This in particular allows for a test leakage analysis to be carried out in an automated manner. Furthermore, it may be provided that the evaluation takes place at least partially on the basis of machine learning. It can thus be feature of the present invention to use the capabilities of machine learning (ML) in an automated manner in order to support a test leakage analysis. This achieves the advantage that the effort involved in identifying test leakages can be reduced. Furthermore, the method can help the tests to become more comprehensive and mature. The use of AI (artificial intelligence) can make it possible to produce more sophisticated software and to create more intelligent automated tests by said AI learning from detected errors or bugs.

Test cases are an important component within the scope of software tests and are used to ensure that the software functions flawlessly and reliably. A test case for software tests can be defined by a specific instruction and/or by a set of steps. The instruction and/or the steps can describe what is to be tested, in particular functions of a software, and/or how it is to be tested, and/or what results are expected. In this respect, a test objective for the test case can be specified and the test conditions can be defined. Furthermore, it can be defined for the test case, in particular step by step, what is to be tested, including the actions that need to be taken to achieve the test objective. The expected results for the test case can then be defined. However, in practice, errors often occur in such test cases where a function experiences a code change affecting parameters used to identify the function. Examples of such changes include changing the label parameter, changing the type of an object, or changing the parent container. If a function has changed, an identification of the element can fail, and the test may also perform unintended actions, which can lead to a cascade of errors. The adaptation and maintenance with regard to such changes traditionally required considerable effort to investigate, update, and repeat successive tests in order to verify the corrected test case.
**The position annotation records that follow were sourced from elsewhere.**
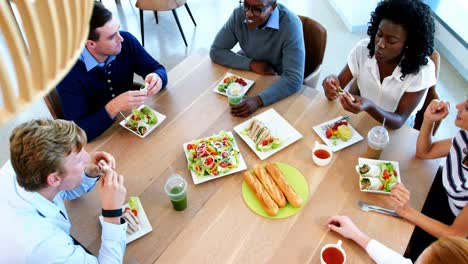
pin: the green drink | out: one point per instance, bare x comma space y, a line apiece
181, 203
176, 190
234, 93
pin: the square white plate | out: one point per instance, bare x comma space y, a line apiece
340, 144
362, 161
242, 166
279, 128
159, 116
244, 88
145, 225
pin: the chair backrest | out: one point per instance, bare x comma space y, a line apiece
159, 5
52, 101
315, 41
431, 95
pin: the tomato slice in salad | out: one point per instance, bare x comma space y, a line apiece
201, 147
209, 162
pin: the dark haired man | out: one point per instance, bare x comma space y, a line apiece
272, 42
100, 85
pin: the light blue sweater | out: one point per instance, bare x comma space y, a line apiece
282, 48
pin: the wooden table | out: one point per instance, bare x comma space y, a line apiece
217, 227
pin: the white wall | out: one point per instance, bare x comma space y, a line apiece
452, 49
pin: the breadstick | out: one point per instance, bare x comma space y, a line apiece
270, 185
268, 204
277, 175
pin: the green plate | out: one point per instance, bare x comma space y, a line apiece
297, 181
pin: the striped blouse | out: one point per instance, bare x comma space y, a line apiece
455, 174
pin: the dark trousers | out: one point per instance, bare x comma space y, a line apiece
436, 207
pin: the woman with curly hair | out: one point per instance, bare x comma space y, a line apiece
392, 68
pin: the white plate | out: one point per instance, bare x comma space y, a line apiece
279, 128
145, 225
362, 161
159, 116
244, 88
242, 166
340, 144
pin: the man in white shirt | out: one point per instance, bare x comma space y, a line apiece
49, 165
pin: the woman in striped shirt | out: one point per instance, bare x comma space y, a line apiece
444, 212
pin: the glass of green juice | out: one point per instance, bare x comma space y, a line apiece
234, 93
176, 190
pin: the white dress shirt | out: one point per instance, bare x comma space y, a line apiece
384, 255
386, 94
36, 230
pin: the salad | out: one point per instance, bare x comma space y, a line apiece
130, 215
229, 80
140, 120
261, 136
387, 177
377, 177
339, 130
215, 155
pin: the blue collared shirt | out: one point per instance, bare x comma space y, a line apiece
37, 230
90, 62
273, 20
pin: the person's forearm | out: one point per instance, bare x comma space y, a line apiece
424, 144
431, 226
362, 240
392, 120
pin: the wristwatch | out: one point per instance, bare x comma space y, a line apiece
112, 213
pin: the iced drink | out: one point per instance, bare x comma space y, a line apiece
377, 140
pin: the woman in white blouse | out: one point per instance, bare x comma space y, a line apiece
445, 250
392, 68
445, 212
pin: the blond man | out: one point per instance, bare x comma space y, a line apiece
49, 165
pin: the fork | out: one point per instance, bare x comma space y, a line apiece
370, 207
325, 127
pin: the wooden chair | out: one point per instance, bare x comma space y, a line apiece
162, 5
42, 41
315, 41
52, 101
431, 94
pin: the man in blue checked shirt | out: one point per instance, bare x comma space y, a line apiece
100, 84
49, 165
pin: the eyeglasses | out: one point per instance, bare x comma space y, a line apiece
256, 10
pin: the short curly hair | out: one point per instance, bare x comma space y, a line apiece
39, 147
415, 17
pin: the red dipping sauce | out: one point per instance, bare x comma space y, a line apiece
332, 255
322, 154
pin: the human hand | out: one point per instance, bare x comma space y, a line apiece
354, 106
436, 110
399, 199
344, 226
247, 107
331, 85
125, 101
111, 188
93, 169
262, 67
154, 82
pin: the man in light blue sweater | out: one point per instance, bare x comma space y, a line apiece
272, 42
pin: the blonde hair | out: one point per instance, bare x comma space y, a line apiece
448, 250
39, 147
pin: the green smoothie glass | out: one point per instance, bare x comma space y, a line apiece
176, 190
234, 93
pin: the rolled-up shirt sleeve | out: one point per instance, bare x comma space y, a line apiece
384, 255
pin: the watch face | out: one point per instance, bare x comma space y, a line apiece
112, 213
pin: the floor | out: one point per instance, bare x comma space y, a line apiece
164, 42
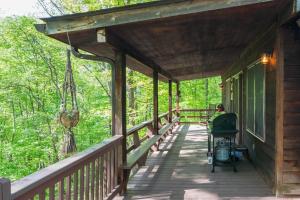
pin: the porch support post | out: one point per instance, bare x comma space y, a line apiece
177, 98
119, 107
170, 101
5, 189
155, 102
It may also be possible that the method according to and example embodiment of the present invention generates, on the basis of the evaluation carried out, a test case that is suitable for reproducing the incorrect execution. In other words, a new test case that is suitable for reproducing the incorrect execution in contrast to the existing test cases can be generated. The generation of the test case can, for example, take place by means of a machine learning model trained for this purpose. This has the advantage that the consideration of the similarity of the execution context by machine learning can be trained in an automated manner to on this basis generate a test case that was still missing in the software tests for a comprehensive check of the software.
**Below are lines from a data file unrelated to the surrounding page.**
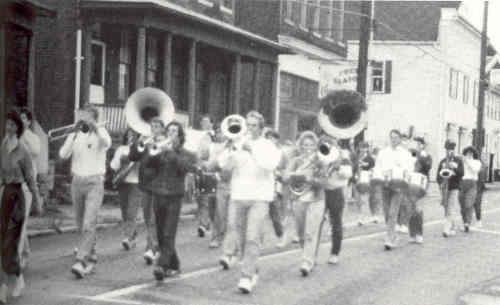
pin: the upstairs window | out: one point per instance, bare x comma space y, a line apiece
453, 83
381, 76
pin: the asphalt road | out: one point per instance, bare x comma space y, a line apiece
439, 272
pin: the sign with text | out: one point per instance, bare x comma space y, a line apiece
334, 77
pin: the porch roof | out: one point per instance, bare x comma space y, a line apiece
172, 7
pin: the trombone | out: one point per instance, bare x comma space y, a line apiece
65, 130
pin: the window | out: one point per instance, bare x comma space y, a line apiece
227, 6
337, 15
98, 63
453, 83
325, 18
465, 93
381, 76
476, 94
124, 66
152, 64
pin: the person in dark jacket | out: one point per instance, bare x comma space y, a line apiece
162, 172
423, 165
454, 165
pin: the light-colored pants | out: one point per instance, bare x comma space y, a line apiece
450, 210
244, 226
87, 194
392, 202
130, 201
24, 245
220, 220
149, 221
308, 217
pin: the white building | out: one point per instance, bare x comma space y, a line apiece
424, 81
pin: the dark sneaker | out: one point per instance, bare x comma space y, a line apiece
159, 273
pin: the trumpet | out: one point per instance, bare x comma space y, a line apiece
66, 130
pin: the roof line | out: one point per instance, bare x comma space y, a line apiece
199, 17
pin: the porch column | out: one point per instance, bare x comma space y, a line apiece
275, 109
167, 60
256, 87
2, 79
87, 64
140, 66
192, 82
31, 75
236, 81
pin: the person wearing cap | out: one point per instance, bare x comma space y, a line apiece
423, 165
468, 185
455, 166
87, 149
366, 162
393, 158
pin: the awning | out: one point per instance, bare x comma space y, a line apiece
171, 7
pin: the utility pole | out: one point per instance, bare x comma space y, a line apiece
480, 134
364, 39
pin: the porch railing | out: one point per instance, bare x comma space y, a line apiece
114, 116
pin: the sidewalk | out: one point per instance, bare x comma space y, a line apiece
61, 220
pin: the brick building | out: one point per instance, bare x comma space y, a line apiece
18, 41
314, 30
192, 49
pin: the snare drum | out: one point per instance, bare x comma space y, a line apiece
377, 178
398, 178
417, 185
364, 181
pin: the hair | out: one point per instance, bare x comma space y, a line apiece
157, 120
470, 149
93, 110
420, 140
257, 115
180, 129
26, 112
125, 135
14, 117
396, 132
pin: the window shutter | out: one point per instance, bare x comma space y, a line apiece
388, 76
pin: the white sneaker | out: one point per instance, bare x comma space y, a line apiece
333, 260
3, 294
246, 284
19, 287
227, 262
149, 257
305, 269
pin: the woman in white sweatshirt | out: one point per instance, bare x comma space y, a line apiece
468, 185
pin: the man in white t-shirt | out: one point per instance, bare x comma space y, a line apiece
252, 189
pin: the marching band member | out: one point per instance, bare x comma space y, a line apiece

The execution context can in particular comprise information that specifies the context with regard to the inputs and/or outputs of the software and, if necessary, further execution conditions in the execution of the software according to the test case or in the incorrect execution. For this purpose, the execution context can, for example, be specified by a log of inputs and/or outputs of the software.
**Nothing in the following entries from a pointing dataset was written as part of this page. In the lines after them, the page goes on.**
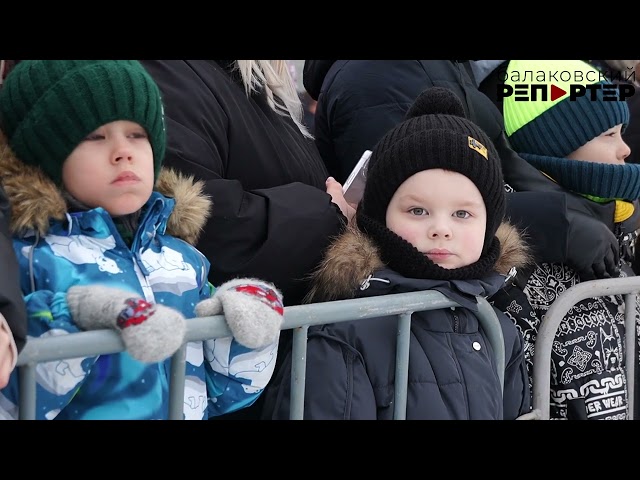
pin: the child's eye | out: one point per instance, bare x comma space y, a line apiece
141, 134
94, 136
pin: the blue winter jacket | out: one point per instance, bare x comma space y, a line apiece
84, 249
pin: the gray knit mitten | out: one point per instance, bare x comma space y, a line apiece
253, 310
150, 332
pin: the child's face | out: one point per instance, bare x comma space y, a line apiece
608, 147
442, 214
112, 168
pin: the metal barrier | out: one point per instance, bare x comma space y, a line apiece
630, 287
299, 318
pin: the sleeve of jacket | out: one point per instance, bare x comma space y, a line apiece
277, 234
337, 385
236, 375
517, 392
56, 381
12, 305
353, 114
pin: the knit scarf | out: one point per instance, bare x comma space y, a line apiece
603, 180
407, 260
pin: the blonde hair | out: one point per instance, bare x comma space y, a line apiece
275, 77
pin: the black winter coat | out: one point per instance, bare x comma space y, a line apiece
272, 217
360, 100
11, 301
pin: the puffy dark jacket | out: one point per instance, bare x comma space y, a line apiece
12, 305
452, 374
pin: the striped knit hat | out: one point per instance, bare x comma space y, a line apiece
544, 131
559, 127
47, 107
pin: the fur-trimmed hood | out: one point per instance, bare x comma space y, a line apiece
35, 199
352, 257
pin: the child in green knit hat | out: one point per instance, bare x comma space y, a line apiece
104, 239
575, 142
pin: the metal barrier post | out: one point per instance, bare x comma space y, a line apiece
299, 318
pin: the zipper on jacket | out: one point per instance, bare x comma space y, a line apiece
456, 320
626, 242
366, 283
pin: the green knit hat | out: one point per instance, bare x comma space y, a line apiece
47, 107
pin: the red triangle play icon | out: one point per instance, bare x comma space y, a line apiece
556, 92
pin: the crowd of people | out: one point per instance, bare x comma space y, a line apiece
139, 194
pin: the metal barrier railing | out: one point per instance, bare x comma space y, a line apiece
630, 287
299, 318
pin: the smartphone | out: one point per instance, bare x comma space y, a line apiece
353, 187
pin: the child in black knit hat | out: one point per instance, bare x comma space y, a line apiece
431, 218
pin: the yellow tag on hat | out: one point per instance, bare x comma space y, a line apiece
478, 147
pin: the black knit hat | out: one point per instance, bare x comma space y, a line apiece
435, 134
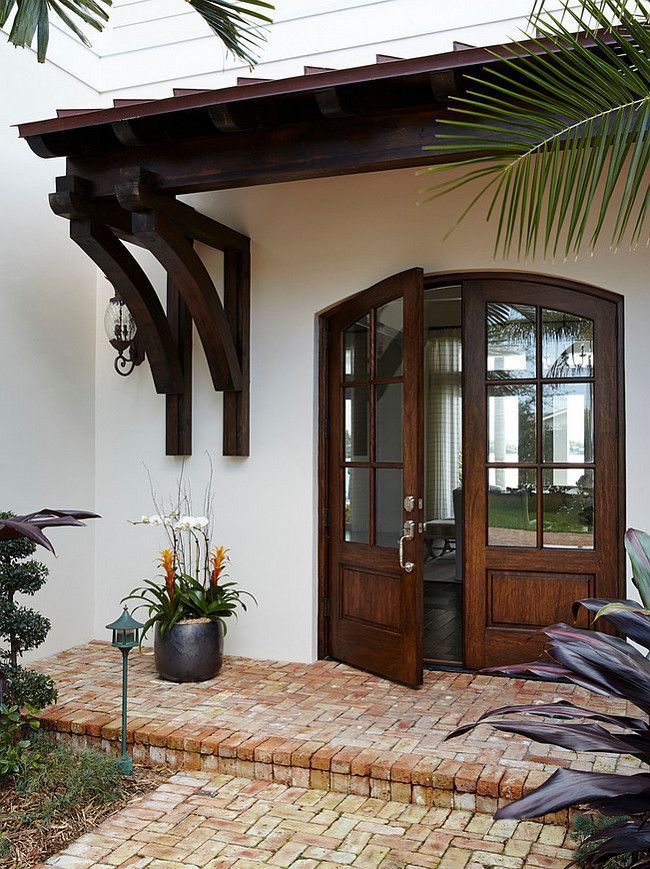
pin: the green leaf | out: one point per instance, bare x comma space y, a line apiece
637, 544
239, 25
570, 128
In a further possibility of the present invention, it can be provided that the generated test case is based on at least one of the existing test cases, wherein the following steps are preferably carried out for the generation:

    • identifying the at least one of the existing test cases whose execution context has the greatest similarity to the execution context of the incorrect execution, preferably by means of a machine learning model trained for this purpose, such as a neural network;
    • adapting the identified at least one test case so that it is suitable for reproducing the incorrect execution.

The adaptation can take place by changing a parameterization of the test case. Within the scope of a test case, a check of the software can, for example, be carried out in that the software is executed according to the parameterization of the test case.

For this purpose, the parameterization can, for example, specify which functions are executed with which parameter values. In this case, it may, for example, also be specified which elements of a user interface of the software are activated. The response of the software can then be evaluated, error states can be detected, and the software can thus be checked for unexpected or incorrect inputs.

According to a further possibility of the present invention, it can be provided that the following steps are carried out:

    • executing the generated test case;
    • checking that or whether the incorrect execution of the software is reproduced by the execution of the generated test case;
    • adapting the software such that an error underlying the incorrect execution of the software is corrected in a program code of the software; and/or integrating the generated test case into a testing process.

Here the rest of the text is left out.